Usually I photograph instead of writing. I wish I wrote more. More often. I wish I could have that kind of reference for the past, for all those times when writing it down would have been such a relief. Maybe I come from a lineage of things held back, unsaid, forgotten. Maybe it’s just plain avoidance and most likely it is.
But I do keep a record, even though I wouldn’t necessarily define it as a documentation by any means.
I photograph.
This is my language.
I’m reading intermediately, by which I mean not from cover to cover, Eva Hesse’s “Diaries” and Anselm Kiefer’s “Notebooks Volume 1: 1998-1999.”
On this day, February 5th, 1965 Eva Hesse wrote the following (excerpt):
“I did a drawing. I really like. now at moment.
will eagerly await tomorrow, with hope that it will still mean something to me then…
I will continue drawing. push the individuality of them even though they go against every “major trend.” Fuck that.

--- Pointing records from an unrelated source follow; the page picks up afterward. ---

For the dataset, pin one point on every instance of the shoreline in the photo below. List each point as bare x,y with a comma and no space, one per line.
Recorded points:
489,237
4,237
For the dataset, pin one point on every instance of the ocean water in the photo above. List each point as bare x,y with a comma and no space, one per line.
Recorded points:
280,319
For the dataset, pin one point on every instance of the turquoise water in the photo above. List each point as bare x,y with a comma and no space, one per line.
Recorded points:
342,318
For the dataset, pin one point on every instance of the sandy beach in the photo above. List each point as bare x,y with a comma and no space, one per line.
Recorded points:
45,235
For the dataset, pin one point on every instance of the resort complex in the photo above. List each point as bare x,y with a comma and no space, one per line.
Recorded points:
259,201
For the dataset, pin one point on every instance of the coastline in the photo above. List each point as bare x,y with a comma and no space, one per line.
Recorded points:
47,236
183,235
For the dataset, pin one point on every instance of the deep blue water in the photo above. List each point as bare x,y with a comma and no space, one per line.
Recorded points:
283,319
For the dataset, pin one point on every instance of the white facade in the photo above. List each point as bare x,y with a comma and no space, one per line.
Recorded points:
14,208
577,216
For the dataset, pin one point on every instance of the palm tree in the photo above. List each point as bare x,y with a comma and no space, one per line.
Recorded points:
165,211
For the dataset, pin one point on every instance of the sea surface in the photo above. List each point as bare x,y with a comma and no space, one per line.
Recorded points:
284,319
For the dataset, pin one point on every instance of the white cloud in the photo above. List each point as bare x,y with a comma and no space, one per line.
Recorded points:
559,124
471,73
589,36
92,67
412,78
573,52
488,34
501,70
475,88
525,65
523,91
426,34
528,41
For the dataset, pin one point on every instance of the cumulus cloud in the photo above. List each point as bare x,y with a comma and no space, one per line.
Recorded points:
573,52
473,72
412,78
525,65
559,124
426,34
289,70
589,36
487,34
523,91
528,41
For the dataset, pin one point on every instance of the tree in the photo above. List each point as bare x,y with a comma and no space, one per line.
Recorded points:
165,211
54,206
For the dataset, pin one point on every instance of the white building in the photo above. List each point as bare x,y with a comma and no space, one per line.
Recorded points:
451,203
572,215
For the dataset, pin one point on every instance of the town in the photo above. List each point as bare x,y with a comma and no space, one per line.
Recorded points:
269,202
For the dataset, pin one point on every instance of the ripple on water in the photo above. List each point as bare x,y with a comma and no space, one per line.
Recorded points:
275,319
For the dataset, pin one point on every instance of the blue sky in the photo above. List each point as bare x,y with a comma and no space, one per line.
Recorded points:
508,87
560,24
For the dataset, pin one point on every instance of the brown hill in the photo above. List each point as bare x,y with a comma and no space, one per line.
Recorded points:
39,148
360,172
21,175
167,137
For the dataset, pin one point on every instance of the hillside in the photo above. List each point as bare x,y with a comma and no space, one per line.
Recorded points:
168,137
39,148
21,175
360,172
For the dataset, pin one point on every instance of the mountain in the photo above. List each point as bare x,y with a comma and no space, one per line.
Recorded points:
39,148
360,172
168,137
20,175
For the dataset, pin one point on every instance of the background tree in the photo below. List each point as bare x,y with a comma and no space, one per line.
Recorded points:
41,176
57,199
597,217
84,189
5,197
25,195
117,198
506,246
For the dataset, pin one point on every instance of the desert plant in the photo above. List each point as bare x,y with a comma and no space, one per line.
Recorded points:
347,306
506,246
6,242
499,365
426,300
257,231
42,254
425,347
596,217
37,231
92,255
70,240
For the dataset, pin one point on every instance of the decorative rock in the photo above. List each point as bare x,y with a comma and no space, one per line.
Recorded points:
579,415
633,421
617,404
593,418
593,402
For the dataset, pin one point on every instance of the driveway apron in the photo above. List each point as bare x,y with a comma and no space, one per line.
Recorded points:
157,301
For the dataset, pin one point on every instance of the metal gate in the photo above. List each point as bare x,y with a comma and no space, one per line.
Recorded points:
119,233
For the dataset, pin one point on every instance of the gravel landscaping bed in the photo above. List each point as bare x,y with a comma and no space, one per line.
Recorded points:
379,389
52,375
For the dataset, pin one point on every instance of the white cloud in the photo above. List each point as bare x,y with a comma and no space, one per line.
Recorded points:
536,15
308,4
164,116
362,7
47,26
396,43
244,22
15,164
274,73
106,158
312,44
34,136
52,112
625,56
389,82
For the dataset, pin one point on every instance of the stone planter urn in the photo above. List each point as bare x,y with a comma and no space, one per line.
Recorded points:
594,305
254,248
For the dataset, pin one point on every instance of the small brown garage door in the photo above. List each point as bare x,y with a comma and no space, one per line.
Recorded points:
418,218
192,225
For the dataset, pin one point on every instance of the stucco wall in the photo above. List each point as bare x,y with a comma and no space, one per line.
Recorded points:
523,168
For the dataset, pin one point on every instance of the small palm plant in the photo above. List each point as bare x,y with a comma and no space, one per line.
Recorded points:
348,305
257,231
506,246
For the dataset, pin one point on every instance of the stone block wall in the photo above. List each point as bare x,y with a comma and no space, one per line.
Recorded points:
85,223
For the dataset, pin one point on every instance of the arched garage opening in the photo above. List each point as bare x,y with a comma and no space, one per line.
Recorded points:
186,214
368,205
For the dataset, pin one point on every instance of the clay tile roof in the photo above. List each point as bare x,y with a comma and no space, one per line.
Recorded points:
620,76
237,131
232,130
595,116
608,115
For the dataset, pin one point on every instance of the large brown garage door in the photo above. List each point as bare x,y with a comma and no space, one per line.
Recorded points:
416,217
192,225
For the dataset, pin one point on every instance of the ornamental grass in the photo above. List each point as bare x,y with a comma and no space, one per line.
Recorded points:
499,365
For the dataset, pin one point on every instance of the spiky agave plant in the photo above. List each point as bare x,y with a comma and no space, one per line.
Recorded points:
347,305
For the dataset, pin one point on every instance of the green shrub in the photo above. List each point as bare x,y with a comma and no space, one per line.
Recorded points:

So did everyone I admire at the same time they started go against.
I must now build on something and the work is, can be a good point from which to build.” (page 417)
Meanwhile Ansel Kiefer wrote the following in 1999 (also an excerpt):
“9 P.M. Time to sleep. Outside the watchmen pass (the song of the night-watchmen in medieval times, when they’ve shut the gates at dusk –> curfew). They have whistles like the traffic police and blow them constantly: sometimes near, sometimes further off. Puzzling, who they’re whistling at the entire time. Like an unidentifiable jungle noise. Another suspension of the principle of sufficient reason. It’s preoccupying (and annoying) when something happens and you can’t discern the reason for it or its pointlessness seems crystal clear. But what do we know?” (page 264)
Soon it will be a year since everything changed. For months it felt like I was colliding with my own life, in slow motion for added impact.
I’m astonished that it’s been almost a year now. It feels still so fresh, three or four months at the most. I did write at times but mostly photographed. There were days when that was all I could do. There were days when that just had to be enough. In retrospect those were good days. The bad ones were when I wondered if I’ll ever photograph again.